Paura’s firm was at the heart of the deal that brought one of those foreign players into the Canadian market. Stikemans represented the Hudson’s Bay Co. in its sale of almost 200 Zellers leases to U.S. retail giant Target. “That has been a revolutionary transaction in terms of increasing the value of those shopping centres. With a significant attractive anchor tenant, it’s going to revitalize them, and there will certainly be opportunities in terms of redevelopment and rising rents,” Paura says.

Ironically, the $1.8-billion deal’s unusual structure meant many of the normal concerns in lease transactions were not in play. Landlord consents were not an issue because it was virtually inconceivable that landlords would object to Target as a tenant.

“Any shopping centre owner who was able to attract Target would win pretty much regardless of the rent that Target was paying them,” says Doug Klaassen, Stikeman’s real estate partner on the Zellers deal team.  Instead, the deal was engineered to maximize Target’s leverage in negotiations with individual landlords.

Instead of purchasing Zellers’ entire portfolio of 275 leases, the deal closed in January 2011 with Target committed to buy up to 220 leases in the following eight months. That meant landlords could not be certain that their location would make the final cut, and Target was given some wiggle room to secure better terms during the selection process.

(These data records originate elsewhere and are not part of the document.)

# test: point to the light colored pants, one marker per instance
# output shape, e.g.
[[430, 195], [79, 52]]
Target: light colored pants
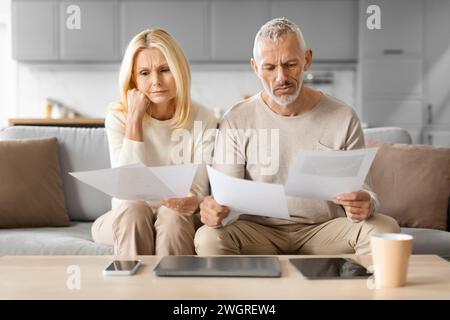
[[336, 236], [135, 229]]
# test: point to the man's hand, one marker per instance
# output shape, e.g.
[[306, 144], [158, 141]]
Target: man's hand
[[186, 206], [357, 205], [212, 213]]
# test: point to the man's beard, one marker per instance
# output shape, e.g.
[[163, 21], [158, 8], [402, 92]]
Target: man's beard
[[283, 100]]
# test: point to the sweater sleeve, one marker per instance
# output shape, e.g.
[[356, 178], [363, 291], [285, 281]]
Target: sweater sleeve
[[122, 151], [355, 140]]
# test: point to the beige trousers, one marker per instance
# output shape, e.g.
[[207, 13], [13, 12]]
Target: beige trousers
[[134, 229], [336, 236]]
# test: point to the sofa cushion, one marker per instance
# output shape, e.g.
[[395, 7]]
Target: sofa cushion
[[429, 241], [31, 189], [73, 240], [413, 183], [80, 149]]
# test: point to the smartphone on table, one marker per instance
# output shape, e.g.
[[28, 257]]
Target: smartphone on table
[[122, 268]]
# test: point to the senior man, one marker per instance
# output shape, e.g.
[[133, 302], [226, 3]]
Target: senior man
[[304, 119]]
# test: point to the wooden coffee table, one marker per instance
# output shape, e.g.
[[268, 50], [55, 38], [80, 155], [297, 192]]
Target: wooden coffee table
[[46, 277]]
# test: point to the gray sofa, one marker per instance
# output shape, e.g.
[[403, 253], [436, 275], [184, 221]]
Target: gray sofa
[[87, 149]]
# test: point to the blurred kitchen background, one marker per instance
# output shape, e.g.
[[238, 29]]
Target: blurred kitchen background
[[396, 76]]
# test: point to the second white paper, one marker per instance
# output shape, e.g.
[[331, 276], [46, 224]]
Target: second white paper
[[248, 197], [326, 174], [138, 182]]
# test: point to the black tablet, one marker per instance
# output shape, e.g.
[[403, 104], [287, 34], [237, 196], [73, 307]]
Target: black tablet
[[222, 266], [330, 268]]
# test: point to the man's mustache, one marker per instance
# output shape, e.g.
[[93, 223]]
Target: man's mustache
[[282, 85]]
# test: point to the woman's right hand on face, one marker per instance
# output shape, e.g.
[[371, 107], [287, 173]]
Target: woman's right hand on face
[[138, 104], [212, 213]]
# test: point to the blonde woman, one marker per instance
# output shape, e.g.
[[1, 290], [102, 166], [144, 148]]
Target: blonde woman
[[154, 112]]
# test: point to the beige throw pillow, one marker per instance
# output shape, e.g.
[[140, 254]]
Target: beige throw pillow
[[31, 189], [412, 182]]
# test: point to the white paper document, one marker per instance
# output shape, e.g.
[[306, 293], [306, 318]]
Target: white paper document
[[137, 182], [247, 197], [326, 174]]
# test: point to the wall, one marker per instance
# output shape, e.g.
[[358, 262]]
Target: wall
[[88, 88], [437, 60]]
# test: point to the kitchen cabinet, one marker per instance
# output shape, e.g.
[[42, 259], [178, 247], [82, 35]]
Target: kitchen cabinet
[[207, 30], [234, 25], [390, 67], [186, 20], [34, 27], [98, 36], [401, 29], [392, 78], [329, 27]]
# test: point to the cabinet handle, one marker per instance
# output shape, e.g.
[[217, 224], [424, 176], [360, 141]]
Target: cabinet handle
[[392, 51], [430, 114]]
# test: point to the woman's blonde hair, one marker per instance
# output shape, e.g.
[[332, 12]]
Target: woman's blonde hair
[[178, 64]]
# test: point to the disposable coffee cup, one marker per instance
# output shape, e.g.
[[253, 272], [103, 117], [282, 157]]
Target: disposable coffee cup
[[391, 253]]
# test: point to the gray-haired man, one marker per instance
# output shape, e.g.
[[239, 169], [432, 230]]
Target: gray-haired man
[[307, 119]]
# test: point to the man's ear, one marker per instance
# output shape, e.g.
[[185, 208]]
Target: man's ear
[[308, 59]]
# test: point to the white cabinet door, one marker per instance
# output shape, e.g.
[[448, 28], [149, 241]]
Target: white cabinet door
[[394, 78], [392, 112], [234, 25], [34, 30], [185, 20], [401, 29], [97, 38], [330, 28]]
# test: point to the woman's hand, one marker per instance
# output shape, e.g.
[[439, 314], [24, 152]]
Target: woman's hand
[[138, 104], [187, 205]]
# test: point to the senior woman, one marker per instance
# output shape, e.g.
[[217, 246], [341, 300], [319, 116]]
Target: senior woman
[[145, 126]]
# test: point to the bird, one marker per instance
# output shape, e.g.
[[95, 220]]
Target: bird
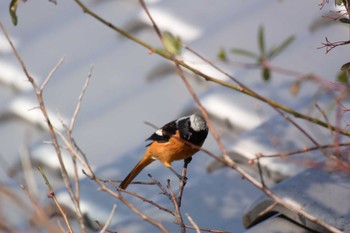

Representations and warranties from HBC were also at a bare minimum, while Target was prepared to swallow any ongoing liabilities owed by Zellers under the leases it selected.

“The bottom line was that Target’s covenant is good enough. In many cases we were released, but where it didn’t happen, Target is indemnifying us, and it wasn’t really a concern on that simply because they have an investment grade rating in the U.S.,” says Klaassen, who adds that the absence of a third-party lender allowed both parties to get more creative in the structuring of the deal.

Selected leases were immediately subleased back to Zellers by Target, with the U.S. retailer given an option to terminate with notice, allowing them to complete a staggered takeover of stores in the next couple of years.

This article is a sidebar to "Choosing arbitration to mend leasing woes," from the June 2012 issue of InHouse.